The query returns 500k rows. So the query selects only 2.5% of the table's rows.

The question is why SQL Server does not use the nonclustered index I have, and uses a table scan instead?

Statistics are updated.

Good to mention that the query performance is good though.

Table Scan

Table Scan

Forced Index

Force Index

Table/Index Structure

CREATE TABLE [t1](
    [SnapshotKey] [int] NOT NULL,
    [SnapshotDt] [date] NOT NULL,
    [Measure] [nvarchar](30) NOT NULL,
    [MeasureBand] [nvarchar](30) NOT NULL,
    -- and many more fields
) ON [PRIMARY]

No PK on table, as it is a data warehouse.

CREATE NONCLUSTERED INDEX [nci_SnapshotKeyMeasure] ON [t1]
(
    [SnapshotKey] ASC,
    [Measure] ASC
)

Best Answer

Index seek might not be the best choice if you return many rows and/or the rows are very wide. Lookups can be expensive if your index is not covering. See #2 here.
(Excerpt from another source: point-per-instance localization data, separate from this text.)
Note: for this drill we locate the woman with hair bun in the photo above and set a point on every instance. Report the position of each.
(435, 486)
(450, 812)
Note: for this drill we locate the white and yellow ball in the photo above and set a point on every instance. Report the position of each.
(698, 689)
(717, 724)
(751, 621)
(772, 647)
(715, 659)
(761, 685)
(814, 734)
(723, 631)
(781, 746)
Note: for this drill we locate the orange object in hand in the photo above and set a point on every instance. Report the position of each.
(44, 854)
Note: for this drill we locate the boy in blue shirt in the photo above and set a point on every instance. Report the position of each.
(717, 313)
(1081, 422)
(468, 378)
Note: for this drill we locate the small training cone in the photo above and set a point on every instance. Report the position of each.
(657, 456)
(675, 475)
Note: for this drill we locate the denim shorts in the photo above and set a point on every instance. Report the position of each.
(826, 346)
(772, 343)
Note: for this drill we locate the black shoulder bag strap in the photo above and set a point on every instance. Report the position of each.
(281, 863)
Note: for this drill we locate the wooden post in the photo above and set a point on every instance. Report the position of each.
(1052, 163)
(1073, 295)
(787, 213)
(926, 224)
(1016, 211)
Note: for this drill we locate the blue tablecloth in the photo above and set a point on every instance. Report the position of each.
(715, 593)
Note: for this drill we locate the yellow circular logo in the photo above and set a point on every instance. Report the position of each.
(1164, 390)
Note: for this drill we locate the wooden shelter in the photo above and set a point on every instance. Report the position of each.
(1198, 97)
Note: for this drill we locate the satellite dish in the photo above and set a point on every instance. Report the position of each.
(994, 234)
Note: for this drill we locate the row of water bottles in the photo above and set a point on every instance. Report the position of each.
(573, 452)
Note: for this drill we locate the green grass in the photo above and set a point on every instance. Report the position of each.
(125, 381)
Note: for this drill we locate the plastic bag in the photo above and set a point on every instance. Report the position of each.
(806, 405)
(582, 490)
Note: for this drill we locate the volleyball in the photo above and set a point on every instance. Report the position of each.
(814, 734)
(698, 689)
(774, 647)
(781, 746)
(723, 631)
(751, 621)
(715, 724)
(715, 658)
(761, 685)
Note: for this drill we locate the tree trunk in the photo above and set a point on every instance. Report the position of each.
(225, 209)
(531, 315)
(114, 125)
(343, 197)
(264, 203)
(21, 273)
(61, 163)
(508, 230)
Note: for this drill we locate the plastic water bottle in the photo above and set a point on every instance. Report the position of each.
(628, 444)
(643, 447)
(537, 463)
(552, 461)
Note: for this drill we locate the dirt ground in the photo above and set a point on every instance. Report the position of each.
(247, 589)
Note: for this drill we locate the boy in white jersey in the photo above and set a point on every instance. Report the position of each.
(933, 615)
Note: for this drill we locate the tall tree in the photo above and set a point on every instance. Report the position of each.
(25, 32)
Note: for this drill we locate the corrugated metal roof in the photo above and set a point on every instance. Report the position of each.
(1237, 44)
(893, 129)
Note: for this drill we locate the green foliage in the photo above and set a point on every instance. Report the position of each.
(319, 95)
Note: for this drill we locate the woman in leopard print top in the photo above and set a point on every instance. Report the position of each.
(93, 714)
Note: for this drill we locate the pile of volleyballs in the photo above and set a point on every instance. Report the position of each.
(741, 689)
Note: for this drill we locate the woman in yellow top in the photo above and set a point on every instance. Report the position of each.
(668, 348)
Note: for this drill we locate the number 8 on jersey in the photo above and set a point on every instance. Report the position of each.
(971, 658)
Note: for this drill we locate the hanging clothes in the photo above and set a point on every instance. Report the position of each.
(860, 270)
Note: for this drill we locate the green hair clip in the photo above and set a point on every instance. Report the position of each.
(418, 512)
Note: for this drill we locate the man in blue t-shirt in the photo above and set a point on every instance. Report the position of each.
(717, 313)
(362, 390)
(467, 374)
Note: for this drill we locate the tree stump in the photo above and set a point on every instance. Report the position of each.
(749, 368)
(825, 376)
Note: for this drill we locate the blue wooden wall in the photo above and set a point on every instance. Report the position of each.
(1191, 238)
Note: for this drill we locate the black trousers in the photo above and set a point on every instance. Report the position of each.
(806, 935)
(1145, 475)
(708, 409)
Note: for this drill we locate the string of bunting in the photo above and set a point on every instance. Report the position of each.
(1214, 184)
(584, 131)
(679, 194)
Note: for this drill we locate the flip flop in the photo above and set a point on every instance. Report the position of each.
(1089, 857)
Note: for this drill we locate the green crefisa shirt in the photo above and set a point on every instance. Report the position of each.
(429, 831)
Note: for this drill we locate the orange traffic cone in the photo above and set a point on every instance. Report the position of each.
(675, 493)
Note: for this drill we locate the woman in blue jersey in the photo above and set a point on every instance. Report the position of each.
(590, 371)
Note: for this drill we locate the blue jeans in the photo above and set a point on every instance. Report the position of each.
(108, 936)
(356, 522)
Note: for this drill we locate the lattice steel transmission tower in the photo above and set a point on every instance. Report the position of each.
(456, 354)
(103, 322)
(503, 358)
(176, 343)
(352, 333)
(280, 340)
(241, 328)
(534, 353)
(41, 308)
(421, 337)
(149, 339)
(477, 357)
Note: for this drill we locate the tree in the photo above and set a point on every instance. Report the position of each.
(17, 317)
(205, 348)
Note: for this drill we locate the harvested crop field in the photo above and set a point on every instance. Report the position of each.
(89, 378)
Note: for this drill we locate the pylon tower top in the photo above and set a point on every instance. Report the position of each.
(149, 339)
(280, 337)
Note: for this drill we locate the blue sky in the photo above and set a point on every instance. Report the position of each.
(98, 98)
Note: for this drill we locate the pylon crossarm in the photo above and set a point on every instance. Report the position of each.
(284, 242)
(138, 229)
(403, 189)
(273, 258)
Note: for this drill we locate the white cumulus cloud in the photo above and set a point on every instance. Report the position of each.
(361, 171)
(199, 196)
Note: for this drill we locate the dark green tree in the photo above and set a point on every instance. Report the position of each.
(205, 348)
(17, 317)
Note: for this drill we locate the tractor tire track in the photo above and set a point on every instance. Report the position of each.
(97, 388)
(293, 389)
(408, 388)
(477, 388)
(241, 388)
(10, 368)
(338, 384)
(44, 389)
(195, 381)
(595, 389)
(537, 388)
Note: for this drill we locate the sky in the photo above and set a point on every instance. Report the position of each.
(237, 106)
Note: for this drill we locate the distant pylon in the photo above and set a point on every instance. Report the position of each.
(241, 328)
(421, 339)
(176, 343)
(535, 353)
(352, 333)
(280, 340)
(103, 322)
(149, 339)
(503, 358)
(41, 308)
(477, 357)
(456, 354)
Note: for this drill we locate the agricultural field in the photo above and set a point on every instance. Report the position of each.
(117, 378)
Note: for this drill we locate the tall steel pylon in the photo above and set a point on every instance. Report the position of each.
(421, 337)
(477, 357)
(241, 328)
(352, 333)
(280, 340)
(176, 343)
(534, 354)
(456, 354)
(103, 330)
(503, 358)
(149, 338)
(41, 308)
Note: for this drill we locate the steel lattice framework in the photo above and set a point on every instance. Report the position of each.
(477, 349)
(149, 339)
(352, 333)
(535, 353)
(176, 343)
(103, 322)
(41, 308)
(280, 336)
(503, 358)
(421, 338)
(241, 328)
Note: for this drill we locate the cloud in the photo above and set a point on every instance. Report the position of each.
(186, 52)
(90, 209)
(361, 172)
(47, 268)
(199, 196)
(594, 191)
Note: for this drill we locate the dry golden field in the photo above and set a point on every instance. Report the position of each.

In your scenario, the query optimizer estimates that performing 50,000 individual lookups will be more expensive than a single scan. The optimizer's choice between scan and seek (with RID lookups for the columns needed by the query, but not present in the nonclustered index) is based on the estimated cost of each alternative.

The optimizer always chooses the lowest cost alternative it considers. If you look at the Estimated Subtree Cost property in the root node of the two execution plans, you will see that the scan plan has a lower estimated cost than the seek plan. As a result, the optimizer chose the scan. That is essentially the answer to your question.

Now, the cost model used by the optimizer is based on assumptions and "magic numbers" that are quite unlikely to match your system's performance characteristics. In particular, one assumption made in the model is that the query starts executing with none of the required data or index pages already in memory. Another is that sequential I/O (expected for a scan) is cheaper than the random I/O pattern assumed for RID Lookups. There are many other such assumptions and caveats, far too many to go into in detail here.

Nevertheless, the cost model as a whole has been shown to produce generally "good enough" plans for most queries, on most database schemas, on most hardware configurations, most of the time, everywhere. That is quite an achievement, if you think about it.

Model limitations and other factors will sometimes mean the optimizer chooses a plan that is not, in fact, "good enough" at all. You report that "performance is good", so that does not seem to be the case here.